The two Rochester shelters, Nelson said, have conserved and used their resources well, operating at greater than 100 percent capacity. Combined, they have $700,000 in reserves, but nearly half that is targeted for an upgrade to one shelter.
"Why is it we are still having women and children fatalities as a result of domestic violence?" she asked, noting that 16 women and 13 children were killed in domestic violence incidents last year.
Rep. Steve Smith, R-Mound, is concerned that the state spends $4.38 for every resident each year to fund shelters. South Dakota, he said, spends $1.36.
But that's a flawed comparison, say people who work for women's shelters. Judy Miller, director of the Rochester Women's Shelter, said it ignores the fact that Minnesota has been getting by with bare essentials, while other states simply haven't done as much as they should.
Smith said the creation of Gov.
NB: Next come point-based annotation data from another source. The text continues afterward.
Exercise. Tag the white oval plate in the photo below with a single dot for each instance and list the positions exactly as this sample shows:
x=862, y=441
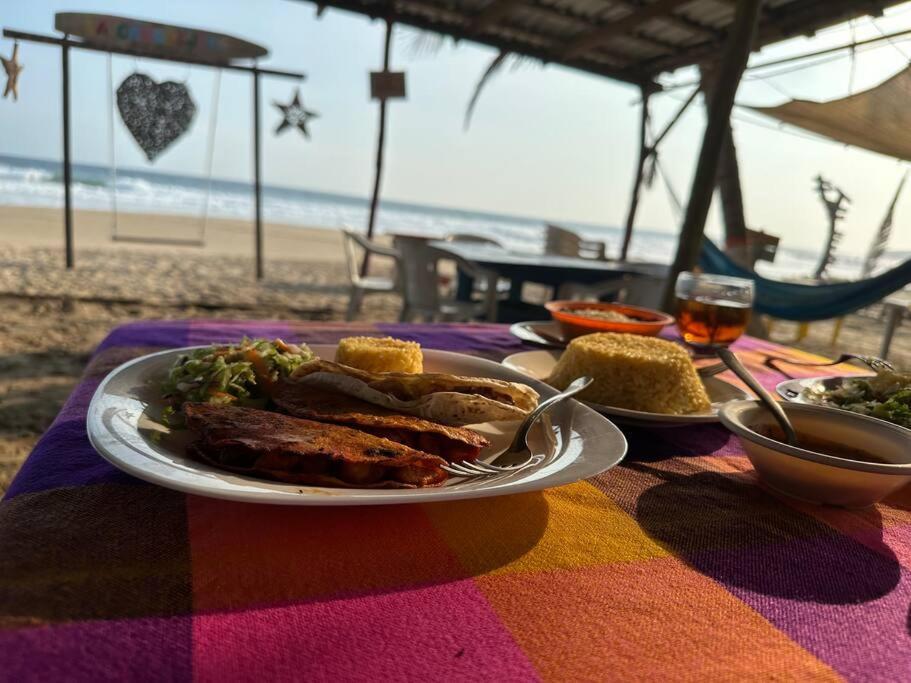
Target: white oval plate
x=793, y=389
x=539, y=364
x=123, y=428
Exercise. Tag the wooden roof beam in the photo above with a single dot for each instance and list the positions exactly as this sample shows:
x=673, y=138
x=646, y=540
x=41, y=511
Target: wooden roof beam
x=776, y=25
x=598, y=36
x=454, y=25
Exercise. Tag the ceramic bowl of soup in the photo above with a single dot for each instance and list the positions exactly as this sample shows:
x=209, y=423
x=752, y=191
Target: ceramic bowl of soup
x=843, y=458
x=586, y=317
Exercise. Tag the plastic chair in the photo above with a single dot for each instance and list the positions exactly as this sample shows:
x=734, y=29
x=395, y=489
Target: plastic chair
x=361, y=285
x=565, y=242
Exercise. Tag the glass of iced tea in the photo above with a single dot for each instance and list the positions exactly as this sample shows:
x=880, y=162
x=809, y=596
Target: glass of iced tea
x=712, y=310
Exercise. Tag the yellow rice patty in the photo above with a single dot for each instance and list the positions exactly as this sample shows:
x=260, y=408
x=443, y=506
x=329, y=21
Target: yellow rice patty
x=375, y=354
x=633, y=372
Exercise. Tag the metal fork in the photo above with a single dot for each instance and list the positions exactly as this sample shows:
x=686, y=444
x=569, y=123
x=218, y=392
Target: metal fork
x=505, y=461
x=874, y=363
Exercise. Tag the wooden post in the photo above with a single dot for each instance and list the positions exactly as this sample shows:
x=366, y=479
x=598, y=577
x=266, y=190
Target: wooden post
x=67, y=162
x=728, y=183
x=380, y=142
x=734, y=59
x=644, y=152
x=257, y=179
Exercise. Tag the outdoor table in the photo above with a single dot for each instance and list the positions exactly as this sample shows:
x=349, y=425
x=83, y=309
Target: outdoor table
x=674, y=564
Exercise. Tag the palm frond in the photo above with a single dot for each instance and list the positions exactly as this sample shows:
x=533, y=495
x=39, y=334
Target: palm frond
x=495, y=65
x=421, y=43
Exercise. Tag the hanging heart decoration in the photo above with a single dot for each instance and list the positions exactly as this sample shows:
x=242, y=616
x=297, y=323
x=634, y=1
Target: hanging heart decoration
x=156, y=114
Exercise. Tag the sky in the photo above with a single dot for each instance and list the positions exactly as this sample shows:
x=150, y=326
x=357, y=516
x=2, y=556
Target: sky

Pawlenty's new Office of Justice Programs will provide more oversight of shelter spending.
If the state is spending three or four times what other states do, per capita, he said, and people are still dying, something must be wrong.
"The Legislature has a right to account for the money it spends," he said. "…; I want some answers why we're spending three times what a neighboring state is spending and still having 16 women and 13 children murdered."
Legislators this year didn't have the option to fund shelters the way they've been in the past, Smith said.
"Every spending group that comes before the state Legislature, their particular interest is most important and everyone else takes a back seat," he said. But of the "sky is falling" attitude and suggestion that shelters are going to close, he said, "that's nonsense."
The Rochester shelters have tightened their belts during the past two years: five staff positions have been eliminated, there is a salary freeze, a freeze on training, a limit on transportation, three information Web sites for victims have been eliminated, and follow-up questionnaires are no longer sent to clients.
Ellison suggested shelters seek funding from corporations, individuals and cities to make up the difference from state funding cuts. If shelters show signs of struggling, and approach the point of closure, she said she would make the case to lawmakers and the governor that funding should increase.
"I'm not trying to dispute that (but) when I look at it, I see the glass is half full rather than half empty. …; The state has been very, very fair particularly in sharing these costs." In 2002, Ellison said, all budgets for domestic violence programs totaled $23 million, with the state providing 84 percent.
"That's a very, very fair rate," she said. Even after legislative cuts, she said, the state will still pay 78 percent of the cost.
"It seems reasonable for (shelters) to raise 22 percent," she said.